Investigators in L.A. caught a glimpse of Flores’ operation while probing a series of killings between 2013 and 2015. Their focus had narrowed on the Park View clique of MS-13, and they obtained court approval in 2015 to monitor the clique’s phone calls, court records show.
Investigators listened to conference calls between Park View members, MS-13 leaders in Salvadoran prisons and representatives of MS-13 chapters nationwide, including in Houston, Virginia, Fayetteville, Ark., and Mendota in California’s Central Valley, a law enforcement official said.
Authorities learned that Flores was smuggling juvenile MS-13 recruits and narcotics into the United States, three officials said. Flores was also overheard instructing the Park View clique to deliver rifles to Tijuana, which he intended to ship south to MS-13 fighters battling Salvadoran security forces, one of the officials said. The plan never materialized, as far as investigators could tell.

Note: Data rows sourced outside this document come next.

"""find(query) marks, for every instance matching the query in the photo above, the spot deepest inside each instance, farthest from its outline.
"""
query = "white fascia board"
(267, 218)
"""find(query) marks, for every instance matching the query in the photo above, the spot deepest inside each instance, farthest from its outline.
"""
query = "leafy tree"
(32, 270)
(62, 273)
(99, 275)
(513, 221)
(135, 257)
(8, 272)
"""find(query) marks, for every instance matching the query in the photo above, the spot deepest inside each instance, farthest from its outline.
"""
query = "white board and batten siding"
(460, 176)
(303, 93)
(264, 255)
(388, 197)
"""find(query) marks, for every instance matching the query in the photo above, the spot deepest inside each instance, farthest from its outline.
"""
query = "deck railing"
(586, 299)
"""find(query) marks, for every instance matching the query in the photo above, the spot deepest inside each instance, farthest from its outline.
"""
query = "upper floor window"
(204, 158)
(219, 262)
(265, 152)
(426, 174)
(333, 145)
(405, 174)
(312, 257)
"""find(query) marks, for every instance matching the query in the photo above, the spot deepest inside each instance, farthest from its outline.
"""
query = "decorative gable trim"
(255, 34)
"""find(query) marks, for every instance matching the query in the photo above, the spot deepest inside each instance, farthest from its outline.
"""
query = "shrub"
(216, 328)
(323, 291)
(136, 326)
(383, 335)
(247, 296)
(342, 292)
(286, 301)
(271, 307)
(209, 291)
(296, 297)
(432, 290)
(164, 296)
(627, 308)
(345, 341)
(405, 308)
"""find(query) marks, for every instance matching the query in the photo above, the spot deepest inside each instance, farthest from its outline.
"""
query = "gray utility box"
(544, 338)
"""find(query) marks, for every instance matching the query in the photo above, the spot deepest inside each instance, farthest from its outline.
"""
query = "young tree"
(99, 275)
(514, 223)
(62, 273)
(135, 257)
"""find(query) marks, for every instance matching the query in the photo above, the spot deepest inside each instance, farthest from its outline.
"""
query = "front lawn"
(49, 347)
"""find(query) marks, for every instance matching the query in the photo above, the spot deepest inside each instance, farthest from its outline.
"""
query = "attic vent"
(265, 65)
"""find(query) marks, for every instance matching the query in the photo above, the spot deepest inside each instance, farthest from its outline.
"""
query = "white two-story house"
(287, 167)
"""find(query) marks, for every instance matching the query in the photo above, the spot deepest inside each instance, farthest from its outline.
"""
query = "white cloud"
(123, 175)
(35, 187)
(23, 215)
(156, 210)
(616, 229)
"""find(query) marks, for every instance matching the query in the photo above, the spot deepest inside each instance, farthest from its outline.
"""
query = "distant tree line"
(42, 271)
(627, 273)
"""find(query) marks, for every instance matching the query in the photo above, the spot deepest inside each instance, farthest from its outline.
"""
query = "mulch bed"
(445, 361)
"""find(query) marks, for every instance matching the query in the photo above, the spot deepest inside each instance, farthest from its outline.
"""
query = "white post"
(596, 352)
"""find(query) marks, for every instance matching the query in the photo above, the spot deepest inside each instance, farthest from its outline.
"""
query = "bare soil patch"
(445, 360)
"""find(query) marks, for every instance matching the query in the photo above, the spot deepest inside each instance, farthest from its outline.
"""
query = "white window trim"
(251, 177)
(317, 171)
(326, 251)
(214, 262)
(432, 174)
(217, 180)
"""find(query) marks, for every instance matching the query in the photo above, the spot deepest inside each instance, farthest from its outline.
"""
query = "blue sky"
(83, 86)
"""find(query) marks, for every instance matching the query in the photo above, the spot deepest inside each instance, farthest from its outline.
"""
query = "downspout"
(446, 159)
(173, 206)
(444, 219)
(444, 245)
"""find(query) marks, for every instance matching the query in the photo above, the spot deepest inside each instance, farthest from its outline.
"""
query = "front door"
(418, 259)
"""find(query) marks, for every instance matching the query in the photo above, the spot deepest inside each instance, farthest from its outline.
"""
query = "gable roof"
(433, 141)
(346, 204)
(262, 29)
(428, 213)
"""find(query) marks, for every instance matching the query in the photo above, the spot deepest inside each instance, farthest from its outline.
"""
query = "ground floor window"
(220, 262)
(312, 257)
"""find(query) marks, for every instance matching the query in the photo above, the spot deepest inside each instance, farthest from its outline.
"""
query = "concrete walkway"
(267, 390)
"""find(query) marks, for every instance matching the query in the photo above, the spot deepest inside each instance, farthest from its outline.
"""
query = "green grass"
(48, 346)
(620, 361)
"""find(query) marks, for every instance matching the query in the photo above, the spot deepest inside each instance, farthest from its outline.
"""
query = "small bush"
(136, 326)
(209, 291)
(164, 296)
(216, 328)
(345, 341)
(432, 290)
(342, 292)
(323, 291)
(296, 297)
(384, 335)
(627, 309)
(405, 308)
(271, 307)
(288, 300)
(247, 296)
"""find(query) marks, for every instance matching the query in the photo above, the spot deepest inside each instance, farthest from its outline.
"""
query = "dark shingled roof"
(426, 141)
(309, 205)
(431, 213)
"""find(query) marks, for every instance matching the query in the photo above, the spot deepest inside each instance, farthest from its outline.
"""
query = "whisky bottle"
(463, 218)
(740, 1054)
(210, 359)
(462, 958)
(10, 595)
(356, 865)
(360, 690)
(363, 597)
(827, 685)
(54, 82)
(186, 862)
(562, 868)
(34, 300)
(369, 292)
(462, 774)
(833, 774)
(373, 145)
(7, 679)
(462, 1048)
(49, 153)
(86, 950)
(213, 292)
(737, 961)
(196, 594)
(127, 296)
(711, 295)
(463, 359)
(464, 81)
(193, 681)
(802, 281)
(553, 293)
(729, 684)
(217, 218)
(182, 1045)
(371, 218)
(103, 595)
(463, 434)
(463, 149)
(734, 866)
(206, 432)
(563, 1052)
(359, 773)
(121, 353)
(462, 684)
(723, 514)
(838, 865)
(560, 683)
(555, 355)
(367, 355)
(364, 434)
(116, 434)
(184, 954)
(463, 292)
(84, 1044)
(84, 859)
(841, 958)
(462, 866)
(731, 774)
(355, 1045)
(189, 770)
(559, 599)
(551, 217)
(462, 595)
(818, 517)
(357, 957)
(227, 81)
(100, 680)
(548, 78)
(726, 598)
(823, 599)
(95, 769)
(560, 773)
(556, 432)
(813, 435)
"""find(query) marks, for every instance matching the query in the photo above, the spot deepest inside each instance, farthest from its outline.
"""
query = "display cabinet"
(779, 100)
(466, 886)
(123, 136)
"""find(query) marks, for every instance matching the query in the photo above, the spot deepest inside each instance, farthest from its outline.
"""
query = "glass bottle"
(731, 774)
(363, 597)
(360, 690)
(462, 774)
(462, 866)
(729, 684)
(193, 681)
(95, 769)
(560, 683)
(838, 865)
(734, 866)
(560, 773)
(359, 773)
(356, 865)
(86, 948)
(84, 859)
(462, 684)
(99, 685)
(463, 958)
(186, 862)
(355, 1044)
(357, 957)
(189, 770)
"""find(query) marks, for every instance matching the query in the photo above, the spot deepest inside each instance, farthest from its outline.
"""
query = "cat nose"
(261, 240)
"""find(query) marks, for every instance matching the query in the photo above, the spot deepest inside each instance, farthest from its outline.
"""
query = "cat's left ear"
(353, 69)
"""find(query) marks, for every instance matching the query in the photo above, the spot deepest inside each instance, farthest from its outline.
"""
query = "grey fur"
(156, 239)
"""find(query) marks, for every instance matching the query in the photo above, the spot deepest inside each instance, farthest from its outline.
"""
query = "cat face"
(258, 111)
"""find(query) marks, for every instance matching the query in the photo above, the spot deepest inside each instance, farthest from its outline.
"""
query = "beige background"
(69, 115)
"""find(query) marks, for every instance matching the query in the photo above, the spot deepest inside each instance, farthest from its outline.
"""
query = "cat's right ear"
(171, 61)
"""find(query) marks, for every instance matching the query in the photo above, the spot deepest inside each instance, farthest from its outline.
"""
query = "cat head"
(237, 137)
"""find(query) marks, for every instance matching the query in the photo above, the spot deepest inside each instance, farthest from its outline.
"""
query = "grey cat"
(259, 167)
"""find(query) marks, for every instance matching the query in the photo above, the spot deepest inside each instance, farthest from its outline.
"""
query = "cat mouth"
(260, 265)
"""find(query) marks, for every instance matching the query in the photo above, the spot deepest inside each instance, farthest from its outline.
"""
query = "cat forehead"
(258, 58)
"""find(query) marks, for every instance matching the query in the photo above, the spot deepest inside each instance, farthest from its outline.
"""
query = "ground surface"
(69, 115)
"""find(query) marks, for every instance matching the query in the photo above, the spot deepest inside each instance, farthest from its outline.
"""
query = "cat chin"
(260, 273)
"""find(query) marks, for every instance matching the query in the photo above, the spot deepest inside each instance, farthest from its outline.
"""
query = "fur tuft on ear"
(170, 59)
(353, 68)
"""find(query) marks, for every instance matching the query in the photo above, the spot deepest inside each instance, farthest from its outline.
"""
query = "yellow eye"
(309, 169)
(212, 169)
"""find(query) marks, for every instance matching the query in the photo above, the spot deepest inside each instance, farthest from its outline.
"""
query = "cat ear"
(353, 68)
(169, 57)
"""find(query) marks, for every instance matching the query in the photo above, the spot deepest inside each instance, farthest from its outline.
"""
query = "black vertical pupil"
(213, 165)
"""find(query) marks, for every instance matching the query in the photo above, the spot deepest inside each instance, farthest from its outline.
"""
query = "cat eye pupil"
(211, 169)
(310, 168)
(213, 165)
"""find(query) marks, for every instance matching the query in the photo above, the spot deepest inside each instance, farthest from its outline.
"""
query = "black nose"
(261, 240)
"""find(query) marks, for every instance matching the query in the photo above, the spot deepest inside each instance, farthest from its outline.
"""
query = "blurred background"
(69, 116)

Ten reputed Park View members and associates were swept up in 2015 and charged with murder, attempted murder and extortion. Their cases, filed in Los Angeles County Superior Court, remain open. Flores wasn’t charged in the investigation.
It is unclear when Flores was apprehended in Mexico, but he did not enter U.S. custody until May. He made an initial appearance in federal court in San Diego before his case was transferred to Columbus. He faces an indictment returned there in 2017, while he was living in Tijuana, charging him with extortion and money laundering.